NUDE surfing has never achieved great popularity for two reasons.
Firstly, those pesky public decency laws ruin everyone's fun but, thankfully, keep us from going blind in the face of birthday-suited dinosaurs of the ocean.
And secondly, surfboard wax has a tendency to accumulate in uncomfortable areas.
Yet it is not always a choice as shown by this unidentified rider of Snapper Rocks' pushing 10ft Christmas Day cyclone swells.
Tweed photographer and beginner surfer Mark Humphry said he could relate to the subject he assumed was a Red Bull Big Wave Tow-in team member.
"There are times when my board shorts almost fall off," Mr Humphry said.
"But he was getting towed in, and it didn't seem like anyone else had noticed.
"I just absolutely started crapping myself laughing.
"I was standing on a tree because the tide was up over the road, and I don't think anyone else would have noticed because of the swell's size."
The swells which peaked at 8.5ft yesterday, according to coastalwatch.com.au, were indeed an immodest Christmas present for big wave revellers.
For those of you who can keep your pants on in the meantime wave size will drop by more than one foot per day until reaching a friendlier 3 to 4ft on Wednesday.
Mr Humphry said he had only started to get the "one with nature" feeling surfing offered.
And he was not sure if that was what our buttock-baring-board-man and other big wave lovers were feeling or if it was something closer to pure fear.
"I think he was just stoked to be out there in these massive 10ft waves, and was not going to go in just because he'd lost his pants.
"I was photographing because the big swell was coming through and I wasn't going to miss some good people out there riding.

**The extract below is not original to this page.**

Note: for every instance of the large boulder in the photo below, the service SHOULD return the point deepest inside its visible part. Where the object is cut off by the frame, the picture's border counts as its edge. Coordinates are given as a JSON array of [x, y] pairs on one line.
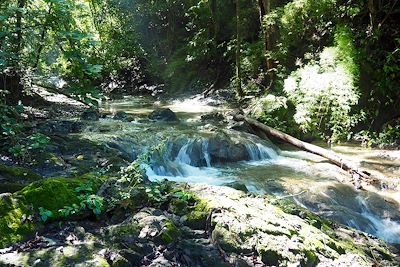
[[163, 114], [246, 225]]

"I was thinking of getting back out there today," he said.
My Daily News surf reporter Andrew McKinnon said he had not seen such Christmas-Boxing Day swell since the 1960s and 1970s.
"In the early '60s we'd get these giant Boxing Day swells when I first learned to surf.
"1973 and '74 were the big cyclone years, but normally Christmas Day and Boxing Day get small swells.
"It's because this cyclone, instead of hitting land early went out to sea, and created long-lasting swells.
"Now it's heading down the coast and, as it heads away, the swell will gradually die off.
"The biggest and best will be seen today, because the weather is so good," Mr McKinnon said.